O renomado neurocientista e professor da Universidade de Columbia, Carl Hart, sintetiza em seu livro “Drogas para Adultos” uma jornada científica de 30 anos em busca das causas cerebrais para o vício em drogas, realizada nos laboratórios da prestigiada Universidade de Nova Iorque. Ao final, ele conclui que os fatores sociais são muito mais relevantes para a adição do que a própria substância. Conclui que o problema atual das “cracolândias” está mais relacionado a questões de moradia, especulação imobiliária e falta de emprego, descaso do Estado, do que ao próprio efeito da droga no cérebro.

Drogas e jogos têm em comum a necessidade de serem legislados e regulamentados para que o governo e as pessoas tenham segurança e controle, diminuindo o impacto pessoal e social em nossa sociedade (o que não significa que a legalização permita acesso amplo e irrestrito, muito pelo contrário). No entanto, não faz sentido comparar as apostas esportivas ao uso de drogas, pois, em nenhum momento histórico, os jogos de azar tiveram a relevância medicinal indispensável que substâncias psicodélicas, a cannabis, o ópio e tantas outras possuem.

Levando ao extremo, se todo e qualquer jogo deixasse de existir na humanidade, nada mudaria. No caso das drogas, é impossível extinguir tantas plantas medicinais e tantos medicamentos derivados delas. O prejuízo social, científico e medicinal da proibição das drogas nos últimos 90 anos é imensurável para a humanidade, e aos poucos esse cenário vem mudando, como por exemplo a onda de legalização e descriminalização da maconha em mais de 60 países.
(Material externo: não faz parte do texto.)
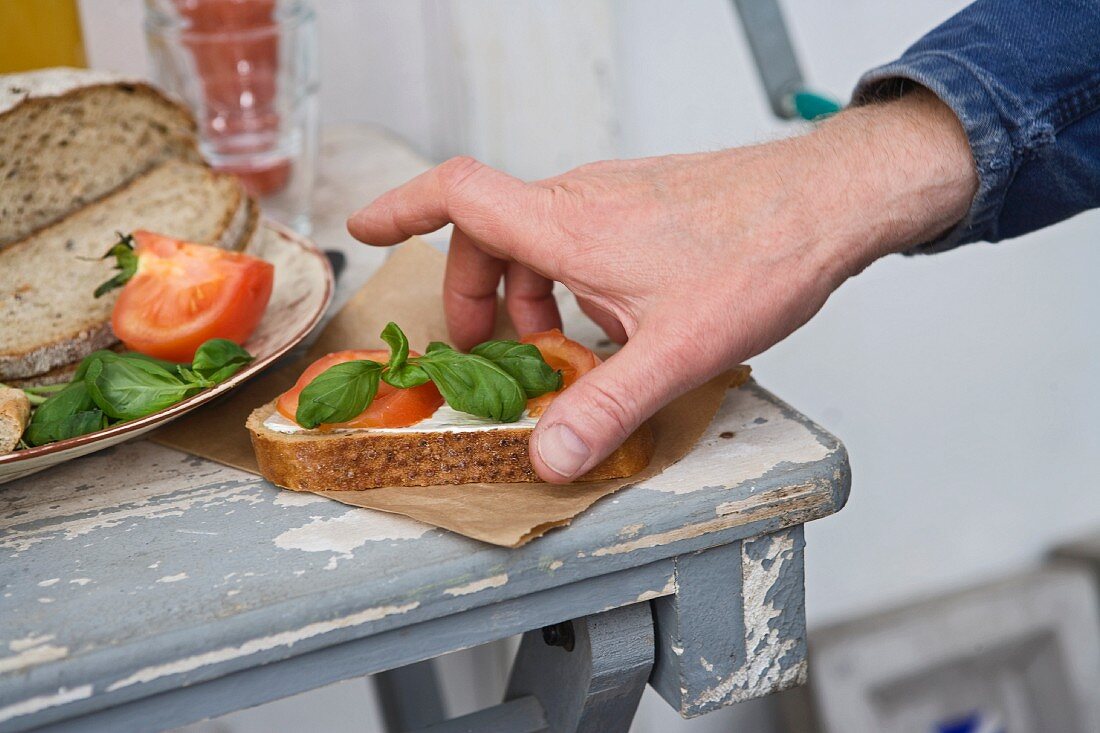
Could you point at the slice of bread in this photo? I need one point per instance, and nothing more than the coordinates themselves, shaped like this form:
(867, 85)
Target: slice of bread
(364, 459)
(69, 137)
(48, 314)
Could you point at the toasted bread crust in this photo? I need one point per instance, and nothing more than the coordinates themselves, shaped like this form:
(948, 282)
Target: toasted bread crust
(14, 413)
(354, 461)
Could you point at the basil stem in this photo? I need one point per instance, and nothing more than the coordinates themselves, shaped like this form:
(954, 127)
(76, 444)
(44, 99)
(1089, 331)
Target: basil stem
(219, 359)
(474, 384)
(524, 362)
(339, 393)
(127, 389)
(55, 418)
(400, 372)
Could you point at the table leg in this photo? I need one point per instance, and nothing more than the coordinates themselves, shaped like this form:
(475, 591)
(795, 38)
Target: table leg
(409, 697)
(736, 626)
(587, 674)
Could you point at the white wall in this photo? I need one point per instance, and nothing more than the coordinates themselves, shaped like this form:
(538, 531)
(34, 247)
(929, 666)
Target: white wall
(965, 384)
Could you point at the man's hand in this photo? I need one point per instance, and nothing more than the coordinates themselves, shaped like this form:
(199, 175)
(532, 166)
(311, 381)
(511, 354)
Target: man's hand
(694, 262)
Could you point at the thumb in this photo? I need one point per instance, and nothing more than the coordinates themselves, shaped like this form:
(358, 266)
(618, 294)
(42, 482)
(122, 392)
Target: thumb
(598, 412)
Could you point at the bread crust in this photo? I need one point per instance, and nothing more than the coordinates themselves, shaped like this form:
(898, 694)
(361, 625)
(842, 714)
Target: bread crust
(238, 227)
(45, 85)
(14, 413)
(354, 461)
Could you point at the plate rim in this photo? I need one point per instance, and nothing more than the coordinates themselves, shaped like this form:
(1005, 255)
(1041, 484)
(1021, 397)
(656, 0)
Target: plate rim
(187, 405)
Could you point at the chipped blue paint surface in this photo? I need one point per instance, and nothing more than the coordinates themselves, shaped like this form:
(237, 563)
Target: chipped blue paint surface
(140, 569)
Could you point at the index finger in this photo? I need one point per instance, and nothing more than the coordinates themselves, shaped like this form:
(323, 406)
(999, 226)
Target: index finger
(473, 196)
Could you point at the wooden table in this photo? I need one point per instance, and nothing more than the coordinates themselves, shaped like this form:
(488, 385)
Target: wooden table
(142, 588)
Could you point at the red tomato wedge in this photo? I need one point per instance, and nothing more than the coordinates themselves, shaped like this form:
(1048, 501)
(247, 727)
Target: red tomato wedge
(561, 353)
(392, 407)
(185, 294)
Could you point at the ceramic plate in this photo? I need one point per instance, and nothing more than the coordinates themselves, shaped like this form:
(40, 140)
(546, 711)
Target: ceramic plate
(299, 297)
Apesar de a proibição das drogas ter sido apoiada por propaganda estatal e encarceramento em massa, essas medidas nunca impediram ninguém de usar nenhuma substância. Pelo contrário, fizeram surgir muitas outras, fruto do proibicionismo, como as “Drogas K” (tema que merece outro artigo).

Portanto, apesar de serem temas de discussão social e de necessidade de regulamentação pelo legislativo, historicamente, cientificamente e socialmente, comparar jogos de azar com drogas é como comparar laranjas com bananas.

No cerne da questão, caímos, como sempre, em um sistema que não oferece esperança nem para o usuário de drogas, lícitas ou ilícitas, nem para o clássico pai de família que gasta tudo o que tem em jogos e que, muitas vezes, literalmente, destrói sua vida e a de seus familiares. Com os jogos digitais, como o famoso “jogo do tigrinho”, esse perfil vem mudando e se tornando popular entre crianças e jovens, o que é ainda mais grave.

A busca incessante pela dopamina vem da desilusão de não ter uma vida melhor, de não poder adquirir seus objetos de consumo. Surge do desejo de acabar com a dor e de ter uma vida mais próspera de forma rápida e fácil. Algo impossível em uma sociedade onde os de cima se enriquecem às custas da saúde e esperança dos de baixo. O desespero da alma de quem não consegue visualizar um futuro melhor em uma sociedade organizada em função do privilégio e do capital de poucos.

 

*Educadora, antropóloga, palestrante e fundadora da Inflore, primeira empresa de formação e treinamento para o mercado canábico.